3.4. Vegetation Classification Methods
3.4.1. Decision Tree Model
Decision trees are a commonly used supervised classification method that are easy to understand and implement. During the implementation process, operators do not need extensive background knowledge, allowing for relatively quick attainment of satisfactory classification results. This method is widely applied in remote sensing classification, particularly for land cover classification based on multiple remote sensing images. For regions with widespread distribution and diverse land cover types, the object-oriented CART decision tree method can efficiently achieve good classification results. Yao Bo [
35] compared the effectiveness of maximum likelihood, object-oriented nearest-neighbor, and CART decision tree methods based on multi-scale segmentation. The results indicated that the decision tree method is well-suited for extracting vegetation information in coastal wetlands. Additionally, due to the differences in spectral characteristics of vegetation across different seasons, Lei Guangbin [
36] designed five classification strategies for vegetation information extraction using the object-oriented CART decision tree method based on multi-source and multi-temporal remote sensing images. The above studies indicate that, in response to the differences in spectral characteristics of vegetation across different seasons, hierarchical extraction using decision tree classification can quickly yield satisfactory classification results. Therefore, this paper constructs a CART decision tree to implement hierarchical classification of vegetation in Yuntai Mountain based on the eCognition 9.0 platform.

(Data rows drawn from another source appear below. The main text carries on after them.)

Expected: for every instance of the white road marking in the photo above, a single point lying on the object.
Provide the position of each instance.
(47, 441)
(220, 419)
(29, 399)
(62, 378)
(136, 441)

3.4.2. Random Forest Model
Random Forest is a classifier that consists of multiple decision trees. It creates random vectors from the input data and then builds multiple decision trees based on these random vectors, ultimately forming a combined decision tree. Random Forest can quickly process a large number of input variables while effectively balancing errors, making it widely used in vegetation classification. Berhane [
37] based on high-resolution satellite imagery, compared the classification performance of a complete set of non-parametric classifiers, including Decision Tree (DT), Rule-Based (RB), and Random Forest (RF). The results indicate that although all classifiers appear to be suitable, the RF classification method outperformed both the DT and RB methods, achieving an overall accuracy (OA) greater than 81%. Zhang [
38] implemented information extraction of coastal wetlands based on GF-3 polarized SAR imagery using an object-oriented Random Forest algorithm. The classification method with optimal feature combination achieved an accuracy exceeding 90%.